Welcome back to the Reason Weekly Contest! This week's question is:

Los Angeles public schools were closed on Tuesday in response to a threat that was identical to one that New York received and did not consider credible. What threat would shake Los Angeles but not New York?

How to enter: Submissions should be e-mailed to contest@reason.com. Please include your name, city, and state. This week, kindly type "LA THREAT" in the subject line. Entries are due by 11 p.m. Eastern Time, Monday, Dec. 21. Winners will appear Dec. 25, a Christmas present to our readers, right here at Reason.com.

In the case of identical or similar entries, the first one received gets credit. First prize is a one-year digital subscription to Reason magazine, plus bragging rights. While we appreciate kibbitzing in the comments below, you must email your answer to enter the contest. Feel free to enter more than once, and good luck!

And now for the results of last week's contest: With students on campuses mulling whether "God bless you!" after a sneeze constitutes a microaggression—the jury seems to be out—we asked you to come up with the next phrase to be outlawed on campus.

THE WINNER:

"See you later!"  Microaggression toward blind people.

"Yeah, I hear ya." Same toward the deaf.—Billy, Morro Bay, CA

SECOND PLACE:

"Master's Degree"—Ed Perovic, Winnetka, IL

THIRD PLACE:

"Trigger warning" Mocks those with a fear of firearms.—Jim Noble, Boulder Creek, CA

HONORABLE MENTIONS:

"How are you doing?" This phrase is ableist in that it assumes the askee is capable of doing things, and it also assumes that not doing things is negative. Especially offensive to people in vegetative states and the coma community.—Jeff Seidman, North Hollywood, CA

"Excuse me" implicitly demands that someone must accept my privilege and forgive me.  

"Oh, brother" forces patriarchal gender norms by excluding non-brother-conforming individuals, naturally implying a shared experience unattainable by sisters, mothers, daughters, or womyn of any relational description.—Abel G., Juneau, AK

 "University administrators have announced that the word 'freedom' should no longer be used on campus, because the term 'dom' may be triggering to those who have escaped abusive BDSM relationships."—Jay Cornell, San Francisco, CA

"Good job!" and "Nice work" are both examples of "workism"—the assumption that anyone can do well if they just try hard enough. —Christopher P. Brown, Idlewylde, MD

New Campus Rules:

To protect students from microaggressions, students are no long allowed to say which state they are from, as some state histories may cause others to trigger.

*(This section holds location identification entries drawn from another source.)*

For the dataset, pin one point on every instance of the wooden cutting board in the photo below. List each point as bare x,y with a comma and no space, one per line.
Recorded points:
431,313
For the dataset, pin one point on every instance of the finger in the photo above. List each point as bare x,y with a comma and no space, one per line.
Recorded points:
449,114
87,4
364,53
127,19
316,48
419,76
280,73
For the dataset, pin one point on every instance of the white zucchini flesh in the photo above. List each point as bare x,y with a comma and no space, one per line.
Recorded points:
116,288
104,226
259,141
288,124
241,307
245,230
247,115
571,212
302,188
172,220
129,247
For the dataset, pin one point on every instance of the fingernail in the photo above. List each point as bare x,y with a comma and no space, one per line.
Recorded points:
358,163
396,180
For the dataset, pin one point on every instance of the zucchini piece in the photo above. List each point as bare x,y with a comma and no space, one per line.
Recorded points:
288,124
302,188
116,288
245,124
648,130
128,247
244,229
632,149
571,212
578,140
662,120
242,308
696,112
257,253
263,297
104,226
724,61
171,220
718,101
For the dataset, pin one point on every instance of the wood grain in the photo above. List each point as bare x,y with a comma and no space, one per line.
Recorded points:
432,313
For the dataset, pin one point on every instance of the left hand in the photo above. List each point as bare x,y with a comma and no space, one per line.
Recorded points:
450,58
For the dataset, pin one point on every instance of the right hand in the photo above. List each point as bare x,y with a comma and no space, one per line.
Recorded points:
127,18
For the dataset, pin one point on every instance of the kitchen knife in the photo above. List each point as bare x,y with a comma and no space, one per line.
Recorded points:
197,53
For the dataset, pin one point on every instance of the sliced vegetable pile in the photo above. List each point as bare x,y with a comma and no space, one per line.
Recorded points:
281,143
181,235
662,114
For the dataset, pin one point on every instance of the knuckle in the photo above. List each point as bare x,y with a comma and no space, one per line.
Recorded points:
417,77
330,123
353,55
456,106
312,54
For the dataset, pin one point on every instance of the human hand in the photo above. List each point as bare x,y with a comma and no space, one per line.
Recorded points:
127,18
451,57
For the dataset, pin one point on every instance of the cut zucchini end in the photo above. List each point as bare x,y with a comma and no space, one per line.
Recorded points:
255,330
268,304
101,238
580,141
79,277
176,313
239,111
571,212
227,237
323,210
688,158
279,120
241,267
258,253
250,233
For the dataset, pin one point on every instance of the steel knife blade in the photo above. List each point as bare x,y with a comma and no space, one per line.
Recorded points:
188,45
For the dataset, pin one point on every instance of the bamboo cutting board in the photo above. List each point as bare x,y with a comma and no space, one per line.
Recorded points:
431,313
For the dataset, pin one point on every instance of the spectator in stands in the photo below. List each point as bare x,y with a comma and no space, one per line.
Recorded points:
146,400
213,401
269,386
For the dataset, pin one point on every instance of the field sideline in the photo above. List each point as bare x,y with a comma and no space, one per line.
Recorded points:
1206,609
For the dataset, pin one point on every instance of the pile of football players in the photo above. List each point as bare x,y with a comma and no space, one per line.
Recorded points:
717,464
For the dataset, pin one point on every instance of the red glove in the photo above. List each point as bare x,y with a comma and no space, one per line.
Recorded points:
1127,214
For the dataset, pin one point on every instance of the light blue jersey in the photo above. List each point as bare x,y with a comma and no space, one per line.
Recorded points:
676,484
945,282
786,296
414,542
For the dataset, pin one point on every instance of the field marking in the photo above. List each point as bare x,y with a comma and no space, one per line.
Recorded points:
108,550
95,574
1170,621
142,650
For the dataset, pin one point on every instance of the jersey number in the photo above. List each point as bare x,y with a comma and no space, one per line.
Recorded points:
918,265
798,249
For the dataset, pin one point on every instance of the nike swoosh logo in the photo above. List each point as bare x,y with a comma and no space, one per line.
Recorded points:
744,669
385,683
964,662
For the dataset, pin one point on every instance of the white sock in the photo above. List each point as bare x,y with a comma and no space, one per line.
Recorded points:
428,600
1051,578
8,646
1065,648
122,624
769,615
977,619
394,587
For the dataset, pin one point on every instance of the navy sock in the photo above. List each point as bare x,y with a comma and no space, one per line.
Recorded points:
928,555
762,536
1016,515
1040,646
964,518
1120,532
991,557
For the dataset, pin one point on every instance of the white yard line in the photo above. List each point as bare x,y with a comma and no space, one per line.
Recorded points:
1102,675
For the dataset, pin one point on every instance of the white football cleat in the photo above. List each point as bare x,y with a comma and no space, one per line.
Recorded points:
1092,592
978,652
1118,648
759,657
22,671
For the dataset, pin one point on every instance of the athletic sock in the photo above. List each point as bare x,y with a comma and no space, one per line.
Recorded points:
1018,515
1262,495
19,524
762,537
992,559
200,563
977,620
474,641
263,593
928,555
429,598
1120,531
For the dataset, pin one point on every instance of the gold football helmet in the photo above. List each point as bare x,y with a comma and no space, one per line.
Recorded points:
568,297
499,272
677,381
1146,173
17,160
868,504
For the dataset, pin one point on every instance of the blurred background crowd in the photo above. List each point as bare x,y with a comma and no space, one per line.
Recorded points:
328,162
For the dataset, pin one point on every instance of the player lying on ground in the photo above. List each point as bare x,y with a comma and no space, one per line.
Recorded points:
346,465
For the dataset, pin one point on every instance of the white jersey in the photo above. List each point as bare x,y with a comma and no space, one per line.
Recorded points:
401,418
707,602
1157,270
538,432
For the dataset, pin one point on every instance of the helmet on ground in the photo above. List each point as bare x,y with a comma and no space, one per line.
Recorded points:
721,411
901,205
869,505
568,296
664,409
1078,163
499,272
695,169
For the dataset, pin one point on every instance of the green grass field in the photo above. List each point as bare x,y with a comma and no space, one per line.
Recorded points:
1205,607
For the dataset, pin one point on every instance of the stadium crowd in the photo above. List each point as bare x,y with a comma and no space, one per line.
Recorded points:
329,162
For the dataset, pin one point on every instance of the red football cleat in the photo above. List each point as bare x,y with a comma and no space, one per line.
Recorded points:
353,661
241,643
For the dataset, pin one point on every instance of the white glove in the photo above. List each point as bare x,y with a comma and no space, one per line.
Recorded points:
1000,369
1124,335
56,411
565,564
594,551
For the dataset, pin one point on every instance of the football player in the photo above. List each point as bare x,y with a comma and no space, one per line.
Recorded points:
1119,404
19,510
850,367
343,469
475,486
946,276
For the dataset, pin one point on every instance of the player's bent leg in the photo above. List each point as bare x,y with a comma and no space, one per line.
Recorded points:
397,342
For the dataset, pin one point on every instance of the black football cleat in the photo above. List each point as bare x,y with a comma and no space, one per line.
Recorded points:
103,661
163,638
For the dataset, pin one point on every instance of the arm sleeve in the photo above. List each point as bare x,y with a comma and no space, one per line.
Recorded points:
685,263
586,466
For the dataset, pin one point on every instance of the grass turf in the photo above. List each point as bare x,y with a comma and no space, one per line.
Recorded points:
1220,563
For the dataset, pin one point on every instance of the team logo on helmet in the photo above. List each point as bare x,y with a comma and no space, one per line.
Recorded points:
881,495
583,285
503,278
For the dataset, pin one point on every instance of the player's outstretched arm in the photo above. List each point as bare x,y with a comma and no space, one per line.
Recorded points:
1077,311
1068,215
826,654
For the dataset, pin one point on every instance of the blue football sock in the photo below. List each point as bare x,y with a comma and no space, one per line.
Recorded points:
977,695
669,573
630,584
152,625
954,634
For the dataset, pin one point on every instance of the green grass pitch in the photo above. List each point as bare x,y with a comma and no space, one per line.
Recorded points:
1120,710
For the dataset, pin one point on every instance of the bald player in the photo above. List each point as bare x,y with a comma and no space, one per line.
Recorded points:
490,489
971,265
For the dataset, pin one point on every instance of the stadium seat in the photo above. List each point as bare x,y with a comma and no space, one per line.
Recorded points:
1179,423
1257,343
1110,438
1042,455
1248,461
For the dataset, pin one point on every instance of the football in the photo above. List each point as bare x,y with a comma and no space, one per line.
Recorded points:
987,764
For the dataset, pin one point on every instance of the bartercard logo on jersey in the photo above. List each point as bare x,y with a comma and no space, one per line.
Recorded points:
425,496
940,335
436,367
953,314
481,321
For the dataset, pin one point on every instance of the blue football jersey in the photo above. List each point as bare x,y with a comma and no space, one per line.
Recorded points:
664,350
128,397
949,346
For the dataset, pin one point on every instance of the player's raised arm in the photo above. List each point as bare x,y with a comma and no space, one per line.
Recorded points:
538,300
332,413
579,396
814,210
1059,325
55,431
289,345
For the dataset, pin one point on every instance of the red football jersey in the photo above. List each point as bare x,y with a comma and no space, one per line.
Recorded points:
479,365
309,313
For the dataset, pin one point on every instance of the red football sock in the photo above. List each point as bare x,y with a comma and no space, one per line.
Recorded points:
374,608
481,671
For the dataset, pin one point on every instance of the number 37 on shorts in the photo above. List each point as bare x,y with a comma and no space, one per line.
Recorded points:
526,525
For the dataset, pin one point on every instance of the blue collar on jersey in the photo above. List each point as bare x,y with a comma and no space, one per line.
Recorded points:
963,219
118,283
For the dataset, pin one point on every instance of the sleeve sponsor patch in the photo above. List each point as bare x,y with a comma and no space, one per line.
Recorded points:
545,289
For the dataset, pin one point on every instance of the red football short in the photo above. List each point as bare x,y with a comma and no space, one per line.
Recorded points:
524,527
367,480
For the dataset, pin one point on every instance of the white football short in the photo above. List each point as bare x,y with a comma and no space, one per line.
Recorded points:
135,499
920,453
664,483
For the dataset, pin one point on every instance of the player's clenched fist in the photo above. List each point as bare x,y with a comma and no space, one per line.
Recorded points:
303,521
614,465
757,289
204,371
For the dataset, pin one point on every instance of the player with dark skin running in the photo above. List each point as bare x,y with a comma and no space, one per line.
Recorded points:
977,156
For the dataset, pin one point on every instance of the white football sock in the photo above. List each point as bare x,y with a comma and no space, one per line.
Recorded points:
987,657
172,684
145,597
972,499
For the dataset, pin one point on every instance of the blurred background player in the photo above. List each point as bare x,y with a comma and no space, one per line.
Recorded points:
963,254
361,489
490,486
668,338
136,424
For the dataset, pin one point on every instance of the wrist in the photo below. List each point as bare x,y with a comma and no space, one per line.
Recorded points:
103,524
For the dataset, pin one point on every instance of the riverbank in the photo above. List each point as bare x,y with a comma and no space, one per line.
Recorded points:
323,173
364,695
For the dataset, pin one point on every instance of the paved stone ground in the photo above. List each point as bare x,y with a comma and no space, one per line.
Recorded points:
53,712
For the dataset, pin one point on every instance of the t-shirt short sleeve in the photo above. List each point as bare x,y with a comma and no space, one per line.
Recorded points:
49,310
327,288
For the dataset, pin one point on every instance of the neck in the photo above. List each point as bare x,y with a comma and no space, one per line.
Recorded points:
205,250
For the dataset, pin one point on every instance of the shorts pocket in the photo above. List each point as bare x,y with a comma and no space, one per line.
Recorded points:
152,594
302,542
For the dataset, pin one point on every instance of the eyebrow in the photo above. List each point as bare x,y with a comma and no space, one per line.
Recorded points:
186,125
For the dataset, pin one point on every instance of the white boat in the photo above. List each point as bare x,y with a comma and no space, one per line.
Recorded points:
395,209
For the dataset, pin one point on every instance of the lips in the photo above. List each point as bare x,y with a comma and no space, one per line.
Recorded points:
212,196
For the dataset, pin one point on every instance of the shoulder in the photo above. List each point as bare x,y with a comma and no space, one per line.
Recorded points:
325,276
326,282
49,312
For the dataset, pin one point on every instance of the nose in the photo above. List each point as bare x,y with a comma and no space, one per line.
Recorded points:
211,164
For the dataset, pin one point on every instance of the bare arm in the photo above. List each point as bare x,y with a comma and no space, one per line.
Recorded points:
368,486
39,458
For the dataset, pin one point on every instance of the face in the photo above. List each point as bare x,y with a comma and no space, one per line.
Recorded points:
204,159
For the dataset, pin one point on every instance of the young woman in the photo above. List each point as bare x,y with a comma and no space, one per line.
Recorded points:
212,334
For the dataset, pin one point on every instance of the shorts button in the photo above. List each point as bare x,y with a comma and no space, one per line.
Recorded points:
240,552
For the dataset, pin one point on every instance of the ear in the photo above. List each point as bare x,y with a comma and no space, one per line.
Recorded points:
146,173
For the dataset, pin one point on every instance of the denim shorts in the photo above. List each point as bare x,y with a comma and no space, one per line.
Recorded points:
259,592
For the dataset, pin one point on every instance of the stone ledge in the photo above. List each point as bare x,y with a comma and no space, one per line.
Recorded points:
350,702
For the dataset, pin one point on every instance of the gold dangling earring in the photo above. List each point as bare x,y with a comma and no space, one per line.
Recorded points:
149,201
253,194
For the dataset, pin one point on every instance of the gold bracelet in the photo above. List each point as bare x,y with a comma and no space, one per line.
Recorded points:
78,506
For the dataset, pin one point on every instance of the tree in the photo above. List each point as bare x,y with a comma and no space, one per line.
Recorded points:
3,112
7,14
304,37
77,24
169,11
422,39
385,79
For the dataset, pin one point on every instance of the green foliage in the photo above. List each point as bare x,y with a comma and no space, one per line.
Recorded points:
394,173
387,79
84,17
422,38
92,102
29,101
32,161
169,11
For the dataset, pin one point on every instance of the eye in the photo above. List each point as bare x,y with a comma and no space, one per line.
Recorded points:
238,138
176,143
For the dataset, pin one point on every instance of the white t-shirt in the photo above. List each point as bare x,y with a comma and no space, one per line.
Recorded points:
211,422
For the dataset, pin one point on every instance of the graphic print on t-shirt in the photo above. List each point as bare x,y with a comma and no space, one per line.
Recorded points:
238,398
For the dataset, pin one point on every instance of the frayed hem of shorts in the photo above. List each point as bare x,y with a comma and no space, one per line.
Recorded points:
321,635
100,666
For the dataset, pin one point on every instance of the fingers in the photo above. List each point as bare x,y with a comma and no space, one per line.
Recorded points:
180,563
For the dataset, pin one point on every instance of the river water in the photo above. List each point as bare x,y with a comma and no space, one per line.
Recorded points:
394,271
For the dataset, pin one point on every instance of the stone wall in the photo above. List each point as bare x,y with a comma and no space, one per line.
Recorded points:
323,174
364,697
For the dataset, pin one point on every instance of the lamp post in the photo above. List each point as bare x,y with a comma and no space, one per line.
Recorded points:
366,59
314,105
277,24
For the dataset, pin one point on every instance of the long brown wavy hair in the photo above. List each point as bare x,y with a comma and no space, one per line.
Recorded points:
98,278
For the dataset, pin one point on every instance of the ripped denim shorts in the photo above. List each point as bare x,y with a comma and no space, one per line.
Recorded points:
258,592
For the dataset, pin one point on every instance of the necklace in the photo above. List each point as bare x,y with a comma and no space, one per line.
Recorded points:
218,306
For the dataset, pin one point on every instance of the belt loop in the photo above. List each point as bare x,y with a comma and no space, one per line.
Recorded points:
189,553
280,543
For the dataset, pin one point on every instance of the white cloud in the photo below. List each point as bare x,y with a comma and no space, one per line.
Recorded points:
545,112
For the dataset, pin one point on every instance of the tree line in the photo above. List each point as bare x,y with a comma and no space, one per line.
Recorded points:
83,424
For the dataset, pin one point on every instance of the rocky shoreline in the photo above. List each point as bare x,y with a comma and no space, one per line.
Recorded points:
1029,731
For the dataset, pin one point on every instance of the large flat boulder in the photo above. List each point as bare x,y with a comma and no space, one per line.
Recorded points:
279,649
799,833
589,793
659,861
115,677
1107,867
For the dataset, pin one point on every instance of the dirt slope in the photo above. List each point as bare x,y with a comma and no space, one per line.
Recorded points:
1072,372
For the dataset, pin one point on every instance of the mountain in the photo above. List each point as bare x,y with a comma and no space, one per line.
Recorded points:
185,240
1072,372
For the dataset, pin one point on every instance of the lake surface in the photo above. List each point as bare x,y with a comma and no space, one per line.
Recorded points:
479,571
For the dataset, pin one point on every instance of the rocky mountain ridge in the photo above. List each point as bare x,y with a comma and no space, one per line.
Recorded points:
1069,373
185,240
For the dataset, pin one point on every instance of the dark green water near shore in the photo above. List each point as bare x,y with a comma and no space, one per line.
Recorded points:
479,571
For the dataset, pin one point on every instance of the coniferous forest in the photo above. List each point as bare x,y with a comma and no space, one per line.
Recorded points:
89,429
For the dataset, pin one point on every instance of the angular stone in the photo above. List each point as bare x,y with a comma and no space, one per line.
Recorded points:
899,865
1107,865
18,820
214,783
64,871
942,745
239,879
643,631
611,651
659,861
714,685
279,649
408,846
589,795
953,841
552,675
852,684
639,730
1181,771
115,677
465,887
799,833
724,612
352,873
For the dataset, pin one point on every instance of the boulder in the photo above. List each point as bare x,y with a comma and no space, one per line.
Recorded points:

Spades, Euchre, Rook, and many other trick-taking games are banned, since some of them use a "Trump." The reasons for this are obvious.—SimonJester

PCU will be discontinuing the use of the term "Undergraduate." We've found that this term marginalizes persons of shorter stature, and implies a lesser worth for students who have not yet graduated.—Chuck G., Santa Clarita, CA

"Get bent you servile, fascist, life-hating, Stalin-fellating dogfuckers. And Merry Christmas."—Colin Blake, Boston, MA

"I think."—Eugene Spagnuolo, NY

"Freshman"—J Jenkins, Olsburg, KS

"Thank you for your service." Service is a sexual term and unacceptable.—Lawrence Lebin, Mill Hall, PA

AND FROM THE COMMENTS:

The "good" in good morning is a subjective term. The recipient may, in fact, not be having positive feelings about the moment. Additionally, it is not the speaker's place to instruct recipients on his or her or [insert acceptable pronoun here] feelings about the time of day. Speakers should refrain from greetings including good.

Wait, commentariat… greeting people is unacceptable. Why are you forcing an interaction with someone, maybe they just want to be left alone. You think you have a right to their attention. These acts of violence must stop.